つくった人やつくられた時期を特定していかなければならないので大まかに慶長(元号)から分かれる古刀期か新刀期かどちらかに分類します。
そこから細かな鑑定が始まっていくのです。
刀の種類を大まかなところからどんどん細かいところまで分類していかなければ誰がつくったのか特定することはできないでしょう。

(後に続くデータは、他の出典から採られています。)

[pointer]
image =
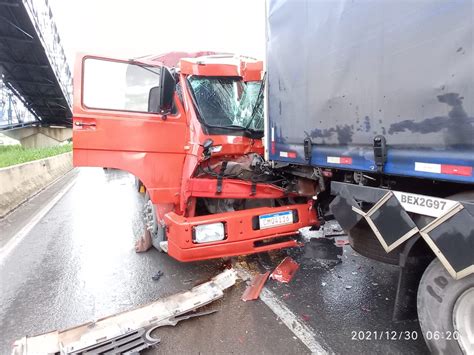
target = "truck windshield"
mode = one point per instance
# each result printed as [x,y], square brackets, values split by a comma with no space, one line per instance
[228,102]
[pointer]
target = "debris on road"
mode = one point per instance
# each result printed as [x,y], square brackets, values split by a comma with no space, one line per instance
[285,271]
[142,320]
[252,292]
[157,276]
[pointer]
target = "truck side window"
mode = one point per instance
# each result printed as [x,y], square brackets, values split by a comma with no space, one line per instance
[112,85]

古刀期のものであれば1596年以前の刀、新刀期のものであれば1596年以降につくられたものです。
ライトの光を使い、刀の地肌をチェックしていきます。
ここでチェックするのは刀文です。
刀文から製作された国・流派・作者をある程度絞ることができます。
その時代によって流行した刃文もあるので刀の地肌は無名の刀にとって大事な鑑定項目でもあるのです。

刀剣の格付けランク

公益財団法人である日本美術刀剣保存協会によって刀剣の格付けランクがされています。
このランクは刀の鑑定方法において重要なものであり、知っておくと損はありません。
1番価値が高いとされているのは特別重要刀剣、2番目は重要刀剣、3番目は特別保存刀剣、そして最後は保存刀剣の全部で4種類があり、ランク付けがされています。
この中のどれに当てはまるかどうかで刀の価値が決められ、このランク付けをすることにより刀の価値基準ができているのです。